Archive Too Slow


#1

I have an install that has:
7 sites
~1000 visitors per day
~100000 unique urls
~3 months old
DB is on a different system from Piwik.

I have turned off the automatic archiving, and am currently running the archive.sh manually at the shell.
It pegs my CPU, grids at my swap, and takes over an hour to complete if at all.

I can assume it is because I have too many unique URLs and Piwik doesn’t like that.
So I put in some JS magic to reduce the 100k urls into groups that will in time only give me 1k urls.

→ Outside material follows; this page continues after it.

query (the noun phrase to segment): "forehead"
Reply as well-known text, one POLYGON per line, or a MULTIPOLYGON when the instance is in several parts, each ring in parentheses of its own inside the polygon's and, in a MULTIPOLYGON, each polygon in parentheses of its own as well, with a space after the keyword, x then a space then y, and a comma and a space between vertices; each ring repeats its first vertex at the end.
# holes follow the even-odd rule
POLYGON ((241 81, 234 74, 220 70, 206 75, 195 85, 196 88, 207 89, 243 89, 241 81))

But I am left with a problem: How can I hack my old logs so I still have the # of visitors etc while dropping or grouping the unique urls that they went to so that the archive.sh can work normally again?
Simply put, how can I make archive.sh work properly again with the minimum of lost data?
Thanks!
Kyle


(Matthieu Aubry) #2

when you run archive.sh,

  1. put timeout 2 hours
  2. run archive.sh once until completion
  3. wait 2 hours and run it again,
    => how long does it take the second run (which will only RE-archive data for today only)

#3

I just let it go.
It never gets to completion before I run out of memory(php memory_limit set as high as I can go)
It never completes “Archiving period = year for idsite = 7…” which is the big one.
Are you saying I might need a bigger machine just to get past the problem :S ?


(Matthieu Aubry) #4

How high was the memory limit? usually with 2G or even 4G it should work? if not, we will work soon on memory improvements, but not before 2 months or more?


#5

Cloud resize to the rescue. Got a clean archive.sh done. Too bad it doesn’t work for when my system isn’t ballooned up to 8 times its normal size.
Can I safely not run the yearly archive until your memory improvements are in place?